GIVE-1: Heat maps
On this page, we have tried to visualize areas in which different NLG systems had difficulties in the form of heat maps. Each map paints the tiles of one evaluation world in a color that represents some kind of intensity: the average time spent on that tile, the number of users who were standing on this tile when they lost the game, and the number of users who were standing on this tile when they asked for help because they didn't understand an instruction. Thus, "warmer" areas are those in which a system had particular difficulties. Below, we first link to the individual heat maps; then we explain in more detail how they were generated.
The heat maps
Time per tile:
Time per tile (quadratic):
Locations where users lost:
Locations where users asked for help:
How the heatmaps are computed
In each world+server, we extract the average time spent on each tile, and the number of times that a LostMessage or a DidNotUnderstand message was received on each tile, from the database. "Average" means that we divide the total time and the total counts by the number of valid games for the world/server combination. Both time spent on a tile and events occurring on a tile only count after the tutorial has been completed. Note that for determine where users lost, we use the tile where the user received the "lost" message. This may not be the same as where the alarm got triggered.
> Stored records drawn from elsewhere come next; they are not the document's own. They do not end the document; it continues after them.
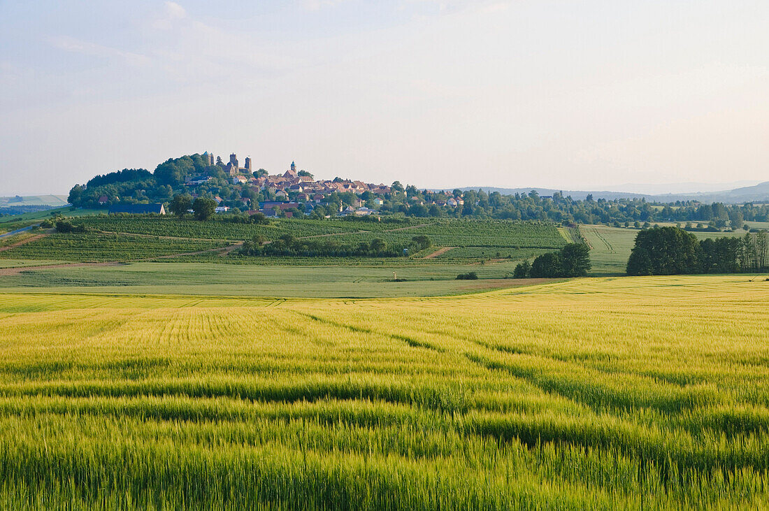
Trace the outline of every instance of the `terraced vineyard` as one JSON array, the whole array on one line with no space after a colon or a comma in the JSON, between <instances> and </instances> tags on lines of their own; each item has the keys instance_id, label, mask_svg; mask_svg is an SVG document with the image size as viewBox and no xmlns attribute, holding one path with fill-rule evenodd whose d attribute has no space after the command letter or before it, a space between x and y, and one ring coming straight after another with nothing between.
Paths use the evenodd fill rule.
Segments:
<instances>
[{"instance_id":1,"label":"terraced vineyard","mask_svg":"<svg viewBox=\"0 0 769 511\"><path fill-rule=\"evenodd\" d=\"M200 222L172 217L92 217L78 219L78 224L108 232L135 233L173 237L215 240L250 240L257 235L274 240L283 234L297 237L342 232L355 232L357 224L342 221L283 219L269 225L233 224L224 221Z\"/></svg>"},{"instance_id":2,"label":"terraced vineyard","mask_svg":"<svg viewBox=\"0 0 769 511\"><path fill-rule=\"evenodd\" d=\"M12 509L755 508L769 283L0 295Z\"/></svg>"},{"instance_id":3,"label":"terraced vineyard","mask_svg":"<svg viewBox=\"0 0 769 511\"><path fill-rule=\"evenodd\" d=\"M295 237L333 236L357 245L384 239L391 247L406 247L411 238L424 234L436 247L455 247L444 259L521 259L556 250L566 243L554 224L504 221L406 218L399 221L280 219L268 225L200 222L171 217L84 217L72 221L91 230L85 234L52 234L0 253L12 259L61 259L73 261L131 260L185 254L224 247L228 242L262 236L265 240L291 234ZM185 260L261 262L261 257L227 257L218 254L190 256ZM291 259L291 258L288 258Z\"/></svg>"}]
</instances>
We then normalize the values by scaling the maximum values to one. In the "normalized for each world" case, we use the maximum value over all tiles and all servers for each world; in the "normalized for each world+server", we use the maximum value over all tiles for one specific combination of world and server. In the case of the average times, we ignore the top percentile of values as outliers when determining the maximum value. "Quadratic" in the case of average times means that all values were squared to bring high values out more clearly against the background noise.
Then the tiles are colored in the heatmap according to the scale below. Left/blue represents low values, and and right/red represents high values. Black is zero, and white is one (or higher, in case of outliers).